Baca countered that Clyburn signed his endorsement sheet at an event at the National Democratic Club in Washington, D.C.
“I don’t know about other Members or any sheet,” Devlin wrote in response to an email inquiry from CQ Roll Call. “The bottom line from my perspective is Mr. Clyburn staying out of the primary.”
This is not the first time Baca has found himself at odds with members over endorsements. In 1988, when Baca was running for a seat in California’s state House, he was accused of misrepresenting an endorsement from the late Sen. Edward M. Kennedy in a mailer.
The 31st District is a top target for Democrats this cycle after the party bungled the race in 2012. Under California’s new top two primary, several Democrats split the vote that cycle, allowing two Republicans to advance to the November elections.

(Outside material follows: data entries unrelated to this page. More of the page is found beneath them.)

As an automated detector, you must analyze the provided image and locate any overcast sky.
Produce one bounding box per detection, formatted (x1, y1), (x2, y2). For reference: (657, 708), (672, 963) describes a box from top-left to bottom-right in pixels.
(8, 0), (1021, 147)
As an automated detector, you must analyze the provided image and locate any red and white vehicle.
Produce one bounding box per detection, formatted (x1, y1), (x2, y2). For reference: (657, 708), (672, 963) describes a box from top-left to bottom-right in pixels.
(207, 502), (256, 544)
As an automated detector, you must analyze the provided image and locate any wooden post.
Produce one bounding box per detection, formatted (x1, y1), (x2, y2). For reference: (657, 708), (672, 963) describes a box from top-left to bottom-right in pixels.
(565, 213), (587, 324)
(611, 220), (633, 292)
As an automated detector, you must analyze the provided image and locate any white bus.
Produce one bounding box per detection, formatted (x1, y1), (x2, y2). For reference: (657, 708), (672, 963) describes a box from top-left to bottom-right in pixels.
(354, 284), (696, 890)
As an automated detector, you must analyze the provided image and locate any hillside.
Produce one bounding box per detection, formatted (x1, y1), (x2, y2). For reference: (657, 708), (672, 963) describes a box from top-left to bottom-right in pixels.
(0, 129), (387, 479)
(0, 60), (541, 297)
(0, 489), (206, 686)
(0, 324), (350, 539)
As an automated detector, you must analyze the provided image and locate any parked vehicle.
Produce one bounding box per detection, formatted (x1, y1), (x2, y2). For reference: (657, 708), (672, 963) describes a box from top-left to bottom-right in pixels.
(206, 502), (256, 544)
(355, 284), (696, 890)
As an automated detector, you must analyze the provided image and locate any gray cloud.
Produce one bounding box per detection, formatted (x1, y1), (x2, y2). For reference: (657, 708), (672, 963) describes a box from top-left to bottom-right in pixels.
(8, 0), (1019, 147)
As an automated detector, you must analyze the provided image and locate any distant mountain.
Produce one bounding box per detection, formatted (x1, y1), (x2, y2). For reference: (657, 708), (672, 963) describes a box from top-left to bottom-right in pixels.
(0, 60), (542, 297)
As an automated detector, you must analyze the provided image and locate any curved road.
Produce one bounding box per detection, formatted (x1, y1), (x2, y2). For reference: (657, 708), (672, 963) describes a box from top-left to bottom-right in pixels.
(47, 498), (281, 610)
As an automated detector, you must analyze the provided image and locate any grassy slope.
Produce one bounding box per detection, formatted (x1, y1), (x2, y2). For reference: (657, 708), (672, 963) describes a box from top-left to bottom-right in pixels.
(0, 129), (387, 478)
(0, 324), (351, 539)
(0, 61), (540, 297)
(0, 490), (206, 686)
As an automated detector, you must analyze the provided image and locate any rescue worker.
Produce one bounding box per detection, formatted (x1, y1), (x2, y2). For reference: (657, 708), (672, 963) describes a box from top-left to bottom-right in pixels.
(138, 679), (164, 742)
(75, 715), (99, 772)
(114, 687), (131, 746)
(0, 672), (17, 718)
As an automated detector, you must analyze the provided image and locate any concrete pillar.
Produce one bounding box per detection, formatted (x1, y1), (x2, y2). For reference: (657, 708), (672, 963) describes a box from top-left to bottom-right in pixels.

As a result, Rep. Gary G. Miller, R-Calif., won the recently redrawn district that voted for President Barack Obama with 57 percent.
This cycle, the Democratic Congressional Campaign Committee backed Aguilar early in a veiled effort to scare other Democrats out of the race. But at least two other Democrats — Baca and attorney Eloise Gomez Reyes — announced they are seeking the seat.
While some Democrats fear a contested primary will lead to an ugly race, the DCCC says it is staying focused on making sure a Democrat advances to the general election.
“Given the unique nature of California’s jungle primary, it’s important that Democrats focus early on getting the most electable candidate in the general election so we can win this must-win seat,” DCCC Communications Director Jesse Ferguson said in a statement. “That’s our only priority.”